La seconde partie de l’étude est ainsi consacrée aux 12 propositions faites par les conseillers.

  1. Assurer l’accès de tous les usagers aux politiques et aux services publics (accueil physique, délais…)
  2. Accompagner les publics qui en ont le plus besoin (repérage précoce, accompagnement sur mesure, fin des appels à projets nationaux…)
  3. Délivrer des messages compréhensibles par tous (simplification du langage administratif)
  4. Développer le «  aller vers  », voire le «  aller chez  » (domicile, points-relai, couverture numérique…)
  5. Écouter (parole des usagers, travail de recherche…)
  6. Construire les politiques publiques avec les usagers et les acteurs publics, notamment les collectivités territoriales
  7. Simplifier la vie des usagers (formulaires préremplis, interlocuteur unique, enseignements crise sanitaire…)
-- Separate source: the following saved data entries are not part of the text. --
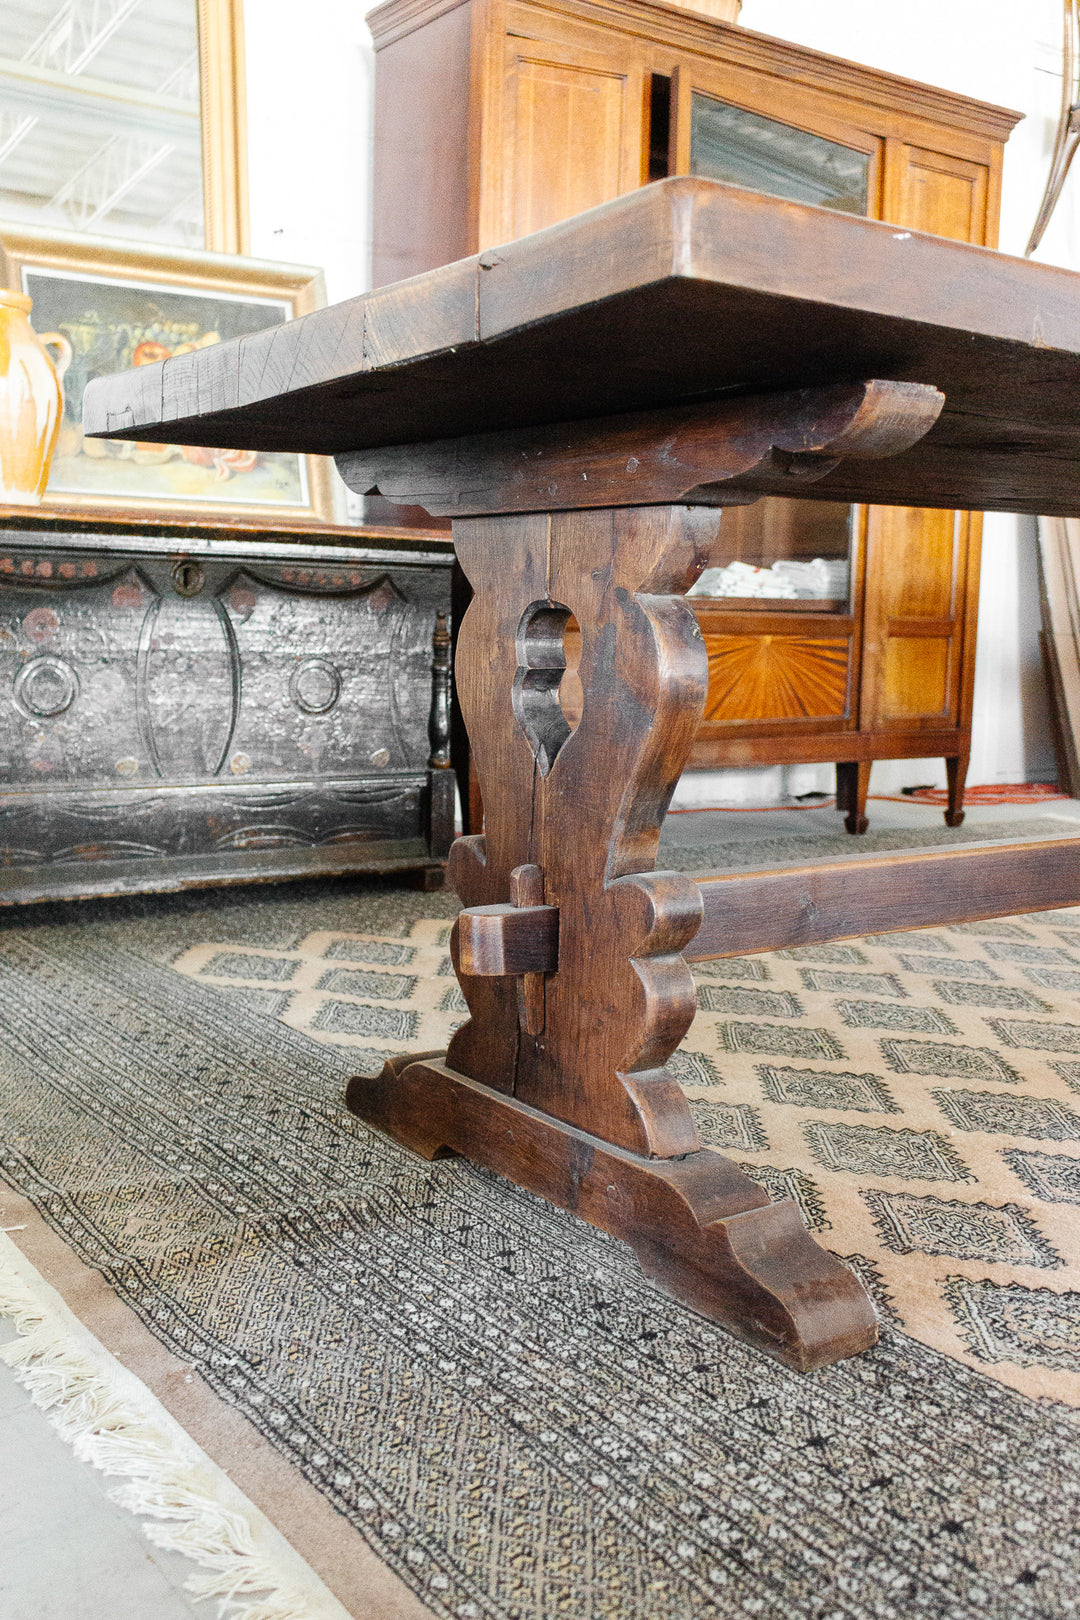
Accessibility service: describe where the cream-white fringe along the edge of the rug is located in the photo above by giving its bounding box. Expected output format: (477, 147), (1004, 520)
(0, 1239), (345, 1620)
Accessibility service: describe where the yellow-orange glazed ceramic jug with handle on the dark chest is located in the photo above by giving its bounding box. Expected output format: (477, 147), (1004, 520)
(0, 287), (71, 505)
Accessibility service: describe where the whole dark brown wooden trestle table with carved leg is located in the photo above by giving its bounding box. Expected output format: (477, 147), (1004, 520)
(84, 178), (1080, 1369)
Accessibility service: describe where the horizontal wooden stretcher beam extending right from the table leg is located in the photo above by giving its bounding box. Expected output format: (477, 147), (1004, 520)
(683, 838), (1080, 962)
  8. Doter les politiques publiques des moyens nécessaires et prendre en compte d’emblée les questions d’intendance (introduire un volet faisabilité aux études d’impact, desserrer le calendrier de production normative, entretenir les réseaux…)
  9. Réussir le dernier kilomètre avec les agents publics et tous les acteurs de l’action publique (formations, attention portée aux métiers d’accueil, « s’appuyer sur le élus locaux, à commencer par les maires »… )
  10. Pratiquer la subsidiarité (faciliter le pouvoir de dérogation des préfets, encourager les expérimentations, contrôles a posteriori…)
  11. Passer d’une «  logique du mistigri  » à une logique de coopération (encourager les guichets uniques, donner plus de marges de manœuvre aux préfets pour négocier les partenariats locaux…)
  12. Mettre le service au cœur du pilotage de l’action publique (favoriser la créativité dans la fonction publique, les lieux hybrides tels que les tiers lieux, limiter les indicateurs d’efficacité de l’action publique, associer les usagers à l’évaluation des politiques publiques…).

Sans grande surprise, cette étude appelle à un regain de « proximité, de pragmatisme et de confiance ». Outre les nombreuses auditions et autres colloques qui auront utilement alimenté les travaux, au moins peut-on espérer que l’ensemble des déplacements sur le terrain, notamment en CCAS, auront permis aux conseillers de prendre toute la mesure d’une réalité qu’il n’était peut-être pas superflu de rappeler.